UVRC and UVRB can express their genetic toxicity effects through direct excitation of DNA molecules. The most common UVR damage is thymine-thymine dimers and cytosine-thymine dimers. In addition to these injuries, it has been shown that exposure to UVR depends on its wavelength and provides a greater range of DNA damage such as protein-DNA crosslinking, base oxidative damage 8-hydroxy-2-deoxyguanosine (8-OHdG), single-stranded breaks and cluster damage. Especially, UVRA can cause nuclear DNA oxidation and thus indirectly DNA damage by the ROS production [ 2 ]. ROS can oxidize guanine and produce 8-OHdG, which is paired with adenine instead of cytosine. Therefore, this oxidative modification converts the G/C pair to A/T pair in DNA [ 3 ]. High levels of 8-OHdG have been observed in several types of cancers in humans and animals [ 4 ].

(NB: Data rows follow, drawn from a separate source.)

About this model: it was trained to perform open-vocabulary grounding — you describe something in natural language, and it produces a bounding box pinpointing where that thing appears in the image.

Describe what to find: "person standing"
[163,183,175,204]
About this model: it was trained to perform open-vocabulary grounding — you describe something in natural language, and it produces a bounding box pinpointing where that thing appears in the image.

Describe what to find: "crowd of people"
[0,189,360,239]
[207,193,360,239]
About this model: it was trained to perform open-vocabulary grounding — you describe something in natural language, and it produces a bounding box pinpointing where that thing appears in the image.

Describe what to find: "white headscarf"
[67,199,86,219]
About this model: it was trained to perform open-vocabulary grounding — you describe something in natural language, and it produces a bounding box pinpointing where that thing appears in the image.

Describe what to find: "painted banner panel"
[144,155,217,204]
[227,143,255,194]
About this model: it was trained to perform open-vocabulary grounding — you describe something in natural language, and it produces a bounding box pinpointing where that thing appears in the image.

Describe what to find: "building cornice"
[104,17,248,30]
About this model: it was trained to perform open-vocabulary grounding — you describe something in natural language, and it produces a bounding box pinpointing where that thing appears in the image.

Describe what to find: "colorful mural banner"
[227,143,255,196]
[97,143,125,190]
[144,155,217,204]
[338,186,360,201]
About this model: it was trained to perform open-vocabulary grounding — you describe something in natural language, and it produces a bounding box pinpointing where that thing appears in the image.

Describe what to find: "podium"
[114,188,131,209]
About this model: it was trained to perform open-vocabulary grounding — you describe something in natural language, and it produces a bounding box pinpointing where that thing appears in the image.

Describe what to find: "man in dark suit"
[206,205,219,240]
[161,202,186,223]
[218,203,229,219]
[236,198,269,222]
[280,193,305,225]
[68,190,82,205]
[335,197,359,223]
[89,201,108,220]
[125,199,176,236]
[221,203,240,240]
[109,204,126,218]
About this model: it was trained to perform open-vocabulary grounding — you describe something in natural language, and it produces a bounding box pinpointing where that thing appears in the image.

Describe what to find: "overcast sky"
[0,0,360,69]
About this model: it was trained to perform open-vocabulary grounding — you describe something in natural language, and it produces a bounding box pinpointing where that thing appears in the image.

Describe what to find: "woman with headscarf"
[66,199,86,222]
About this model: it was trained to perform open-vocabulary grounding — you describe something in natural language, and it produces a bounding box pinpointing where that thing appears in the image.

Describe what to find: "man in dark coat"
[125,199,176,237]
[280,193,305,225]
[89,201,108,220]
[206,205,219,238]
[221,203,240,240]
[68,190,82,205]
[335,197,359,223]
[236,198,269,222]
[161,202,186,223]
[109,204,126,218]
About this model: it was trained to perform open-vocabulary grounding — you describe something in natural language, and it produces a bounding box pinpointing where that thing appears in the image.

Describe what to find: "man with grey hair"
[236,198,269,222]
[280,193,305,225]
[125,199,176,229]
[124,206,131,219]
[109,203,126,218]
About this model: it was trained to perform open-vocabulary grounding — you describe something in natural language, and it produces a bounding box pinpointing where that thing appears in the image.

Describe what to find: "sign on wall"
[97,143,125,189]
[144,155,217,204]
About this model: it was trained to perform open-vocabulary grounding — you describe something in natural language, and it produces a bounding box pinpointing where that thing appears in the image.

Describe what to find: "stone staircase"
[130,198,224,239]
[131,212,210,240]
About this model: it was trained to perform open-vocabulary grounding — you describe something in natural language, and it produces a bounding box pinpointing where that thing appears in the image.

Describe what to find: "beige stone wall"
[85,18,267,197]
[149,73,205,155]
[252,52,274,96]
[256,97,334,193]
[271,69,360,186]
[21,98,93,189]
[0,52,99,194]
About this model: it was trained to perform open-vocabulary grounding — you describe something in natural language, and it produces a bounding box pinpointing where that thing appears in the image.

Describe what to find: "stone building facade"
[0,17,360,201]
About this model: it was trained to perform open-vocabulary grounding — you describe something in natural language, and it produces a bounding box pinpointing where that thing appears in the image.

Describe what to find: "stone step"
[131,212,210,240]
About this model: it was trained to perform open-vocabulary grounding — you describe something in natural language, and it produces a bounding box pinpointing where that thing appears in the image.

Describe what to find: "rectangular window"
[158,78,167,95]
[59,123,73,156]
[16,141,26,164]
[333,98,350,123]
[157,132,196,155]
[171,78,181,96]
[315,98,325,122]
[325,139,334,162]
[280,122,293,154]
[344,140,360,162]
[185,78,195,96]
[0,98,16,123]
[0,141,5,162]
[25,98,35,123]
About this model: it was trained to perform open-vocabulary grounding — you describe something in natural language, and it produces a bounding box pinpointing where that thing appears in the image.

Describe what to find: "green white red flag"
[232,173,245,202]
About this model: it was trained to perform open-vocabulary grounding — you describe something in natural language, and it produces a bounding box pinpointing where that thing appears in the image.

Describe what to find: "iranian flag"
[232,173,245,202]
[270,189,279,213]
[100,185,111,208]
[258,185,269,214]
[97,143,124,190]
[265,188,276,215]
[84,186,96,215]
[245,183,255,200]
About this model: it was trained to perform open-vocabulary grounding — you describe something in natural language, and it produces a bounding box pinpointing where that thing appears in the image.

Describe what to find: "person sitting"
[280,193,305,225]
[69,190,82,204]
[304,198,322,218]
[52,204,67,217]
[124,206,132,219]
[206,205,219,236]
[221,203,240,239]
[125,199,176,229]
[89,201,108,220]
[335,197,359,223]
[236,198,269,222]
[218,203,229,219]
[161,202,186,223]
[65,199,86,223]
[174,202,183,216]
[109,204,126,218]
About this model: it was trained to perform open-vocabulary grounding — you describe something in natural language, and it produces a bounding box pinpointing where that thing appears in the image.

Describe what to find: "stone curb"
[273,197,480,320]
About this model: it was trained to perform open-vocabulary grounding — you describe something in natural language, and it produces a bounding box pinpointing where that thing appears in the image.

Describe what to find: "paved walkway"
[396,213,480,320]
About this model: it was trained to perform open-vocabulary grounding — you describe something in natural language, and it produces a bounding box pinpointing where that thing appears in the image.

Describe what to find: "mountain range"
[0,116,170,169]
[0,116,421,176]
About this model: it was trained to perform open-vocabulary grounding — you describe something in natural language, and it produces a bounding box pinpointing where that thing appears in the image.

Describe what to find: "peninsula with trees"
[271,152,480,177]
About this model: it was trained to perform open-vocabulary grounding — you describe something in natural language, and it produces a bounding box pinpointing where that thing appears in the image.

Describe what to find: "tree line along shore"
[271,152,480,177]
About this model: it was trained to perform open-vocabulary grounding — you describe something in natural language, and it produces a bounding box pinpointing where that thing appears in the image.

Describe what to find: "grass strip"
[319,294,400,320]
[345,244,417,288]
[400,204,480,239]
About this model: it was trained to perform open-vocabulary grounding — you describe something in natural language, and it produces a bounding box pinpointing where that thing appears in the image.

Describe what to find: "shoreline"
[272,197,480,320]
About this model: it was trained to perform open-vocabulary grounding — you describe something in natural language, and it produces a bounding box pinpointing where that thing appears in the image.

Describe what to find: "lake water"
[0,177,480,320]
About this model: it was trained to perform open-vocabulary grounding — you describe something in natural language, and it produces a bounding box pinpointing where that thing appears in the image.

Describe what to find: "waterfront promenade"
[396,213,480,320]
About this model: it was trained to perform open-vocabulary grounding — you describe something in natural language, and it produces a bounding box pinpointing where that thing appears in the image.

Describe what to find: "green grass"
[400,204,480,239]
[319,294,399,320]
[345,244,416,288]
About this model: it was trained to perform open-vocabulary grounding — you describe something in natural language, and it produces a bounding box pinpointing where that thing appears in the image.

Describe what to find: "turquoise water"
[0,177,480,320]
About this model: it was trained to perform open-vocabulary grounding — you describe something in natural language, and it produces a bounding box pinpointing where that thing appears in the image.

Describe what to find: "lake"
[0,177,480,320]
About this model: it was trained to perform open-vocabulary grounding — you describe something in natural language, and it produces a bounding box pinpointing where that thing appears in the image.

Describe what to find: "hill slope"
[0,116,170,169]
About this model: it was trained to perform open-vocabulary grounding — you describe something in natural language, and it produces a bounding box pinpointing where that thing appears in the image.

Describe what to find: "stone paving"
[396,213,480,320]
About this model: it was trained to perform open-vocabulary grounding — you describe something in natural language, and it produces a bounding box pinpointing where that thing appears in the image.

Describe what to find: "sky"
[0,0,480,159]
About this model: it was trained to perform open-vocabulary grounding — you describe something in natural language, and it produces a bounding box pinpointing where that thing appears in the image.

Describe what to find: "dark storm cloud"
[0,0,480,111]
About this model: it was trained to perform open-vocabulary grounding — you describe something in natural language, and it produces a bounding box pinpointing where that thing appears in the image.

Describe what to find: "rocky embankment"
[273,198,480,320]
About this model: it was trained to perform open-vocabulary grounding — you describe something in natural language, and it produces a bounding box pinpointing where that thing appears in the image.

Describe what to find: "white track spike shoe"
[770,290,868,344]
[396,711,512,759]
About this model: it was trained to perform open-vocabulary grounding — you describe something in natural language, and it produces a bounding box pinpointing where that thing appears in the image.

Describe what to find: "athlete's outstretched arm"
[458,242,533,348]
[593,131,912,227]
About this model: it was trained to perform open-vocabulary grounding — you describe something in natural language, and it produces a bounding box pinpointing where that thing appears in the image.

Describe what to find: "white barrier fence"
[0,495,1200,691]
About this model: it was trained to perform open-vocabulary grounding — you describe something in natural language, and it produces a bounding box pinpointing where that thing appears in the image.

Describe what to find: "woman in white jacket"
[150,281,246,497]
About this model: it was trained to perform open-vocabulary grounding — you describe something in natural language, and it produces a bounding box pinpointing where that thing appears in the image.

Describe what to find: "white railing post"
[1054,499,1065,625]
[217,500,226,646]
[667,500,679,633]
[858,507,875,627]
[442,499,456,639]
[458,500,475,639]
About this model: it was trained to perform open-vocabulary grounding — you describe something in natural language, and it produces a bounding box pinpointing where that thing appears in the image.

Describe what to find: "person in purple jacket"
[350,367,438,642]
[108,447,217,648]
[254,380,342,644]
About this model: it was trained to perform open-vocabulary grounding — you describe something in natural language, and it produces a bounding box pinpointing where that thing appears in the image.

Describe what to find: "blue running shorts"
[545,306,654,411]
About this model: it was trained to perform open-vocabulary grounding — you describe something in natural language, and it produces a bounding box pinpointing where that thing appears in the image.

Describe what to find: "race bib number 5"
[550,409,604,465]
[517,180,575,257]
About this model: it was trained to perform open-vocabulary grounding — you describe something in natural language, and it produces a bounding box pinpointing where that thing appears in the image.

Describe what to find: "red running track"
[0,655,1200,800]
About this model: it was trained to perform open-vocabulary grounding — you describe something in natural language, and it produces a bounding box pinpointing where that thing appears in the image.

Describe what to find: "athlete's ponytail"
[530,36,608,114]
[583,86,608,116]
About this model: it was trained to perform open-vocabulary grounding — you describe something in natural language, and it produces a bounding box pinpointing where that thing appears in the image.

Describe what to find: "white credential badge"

Double-strand breaks are one of the most important DNA damages. This damage is produced by external and internal cellular triggers such as ionizing radiation, genotoxic drugs and oncogenes [ 5 ]. DNA damage response (DDR) mechanisms protects the creatures against continuous genotoxic stress caused by active metabolites, environmental genotoxic agents and UVR. DDR network consists of several DNA repair mechanisms, cell cycle check points, cell senescence and apoptosis cascade signaling. Nucleotide Excision Repair (NER) is a DNA regenerative mechanism which can eliminate a lot of unstable DNA damage created by UVR [ 6 ].

γ-H2AX

Phosphorylation in serine 139 in histone H2AX is called γ-H2AX. γ-H2AX caused in certain types of DNA damage such as DNA double-strand breaks and plays a role in DNA repair by signaling, check points activating and organizing chromatin to increase binding DNA [ 7 , 8 ]. Studies have shown that UVRC can also lead to the formation of γ-H2AX.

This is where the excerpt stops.